Wake Forest mobile home park will likely be rezoned

Wake Forest mobile home park will likely be rezoned


WAKE FOREST, N.C. — A rally was held Tuesday night outside Wake Forest’s town hall to bring attention to the rezoning of Wellington Park. The mobile home community is likely to be demolished in order to make way for a housing development.

 

What You Need To Know

Wellington Park in Wake Forest will likely be rezoned for a housing development

Residents of the community have until mid-January to move their homes or find a new place to live

The new developers are helping with a total of $250,000 worth of relocation costs

Some say that’s not enough money to cover expenses for all the families that need to move

 

Ronnie Jackson has lived in Wellington Park for the past three years. “This is a really nice place. People love it here. It’s calm. There’s no loud noises or crime or drugs, anything like that,” Jackson said. “The trees. I love the trees in North Carolina, and this place has beautiful trees.”

People who live in the community lease the land. “Some people have lived here over 30 years and this is their home. This is where they wanted to live the rest of their life out, right here,” Jackson said. “I’d say at least 15 to 20 families here that are going to be instantly homeless.”

But there are plans for this community to be turned into a housing development known as Quail Crossing. “This situation is so important to me because I’ve seen the tears. I’ve seen the tears of these residents. They’re scared to death. They don’t know what they’re going to do,” Jackson said.

A flyer that shows a rendering of the plans for the new housing development.
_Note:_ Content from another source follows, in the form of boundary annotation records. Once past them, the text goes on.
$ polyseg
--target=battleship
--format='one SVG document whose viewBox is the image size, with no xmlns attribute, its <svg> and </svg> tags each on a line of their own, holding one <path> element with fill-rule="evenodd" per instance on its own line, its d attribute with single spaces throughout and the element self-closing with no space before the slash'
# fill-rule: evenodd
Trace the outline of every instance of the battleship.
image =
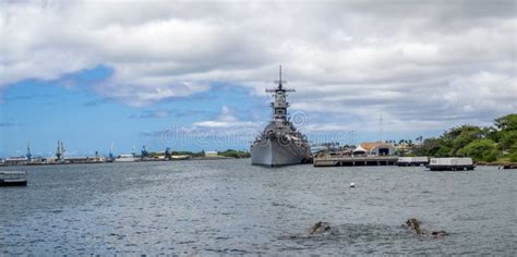
<svg viewBox="0 0 517 257">
<path fill-rule="evenodd" d="M 279 81 L 275 82 L 278 84 L 277 88 L 266 89 L 275 97 L 275 101 L 270 103 L 272 121 L 251 145 L 252 164 L 275 167 L 306 163 L 312 160 L 309 142 L 287 115 L 287 94 L 294 89 L 284 88 L 286 82 L 281 79 L 281 66 L 279 77 Z"/>
</svg>

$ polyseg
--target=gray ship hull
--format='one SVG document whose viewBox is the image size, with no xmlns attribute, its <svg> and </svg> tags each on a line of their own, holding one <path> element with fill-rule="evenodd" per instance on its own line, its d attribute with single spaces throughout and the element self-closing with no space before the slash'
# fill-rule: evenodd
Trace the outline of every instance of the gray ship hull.
<svg viewBox="0 0 517 257">
<path fill-rule="evenodd" d="M 258 166 L 289 166 L 310 161 L 311 150 L 293 142 L 267 139 L 251 147 L 251 163 Z"/>
</svg>

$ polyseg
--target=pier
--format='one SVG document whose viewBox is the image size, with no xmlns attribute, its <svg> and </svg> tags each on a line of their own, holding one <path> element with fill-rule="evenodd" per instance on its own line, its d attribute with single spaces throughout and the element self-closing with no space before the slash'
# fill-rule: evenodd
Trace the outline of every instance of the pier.
<svg viewBox="0 0 517 257">
<path fill-rule="evenodd" d="M 370 157 L 315 157 L 314 167 L 336 166 L 395 166 L 396 156 L 370 156 Z"/>
<path fill-rule="evenodd" d="M 26 171 L 0 171 L 0 186 L 27 185 Z"/>
</svg>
Wellington Park is set to close in January and about a dozen of the almost 50 families have already left. The developer, Middleburg Communities, agreed to help with a total of $250,000 of relocation costs, so Jackson says residents have decided not to fight the rezoning. Even if that’s enough money to move the home that are left, Jackson says there are other things to be considered.

“They’ll lose their jobs. They’ll uproot their children from school. They’re scared to death if they move into another mobile home park it could be drug infested or crime infested,” Jackson said.

There was a public hearing after the rally Tuesday. At that hearing, people asked Wake Forest town commissioners for additional financial help for relocation expenses.

Spectrum News 1 reached out to Middleburg Communities for comment on the situation, and they responded with the following statement:

“We understand the challenges this sale presents to the current residents at the park and we have been working with the Town, local non-profits and residents to understand their needs and to be part of the solution. The Town of Wake Forest early on recognized the need for assistance and suggested an array of possible responses. To that end, Middleburg Communities has committed to the creation of a funding mechanism to work with Triangle Family Services to help Wellington Park residents on a case-by-case basis to assist with their relocation. Our company has committed $250,000 that can be deployed on a needs basis through TFS. TFS has successfully worked with residents in similar situations and has a very successful track record of finding innovative and long-lasting solutions for those families.”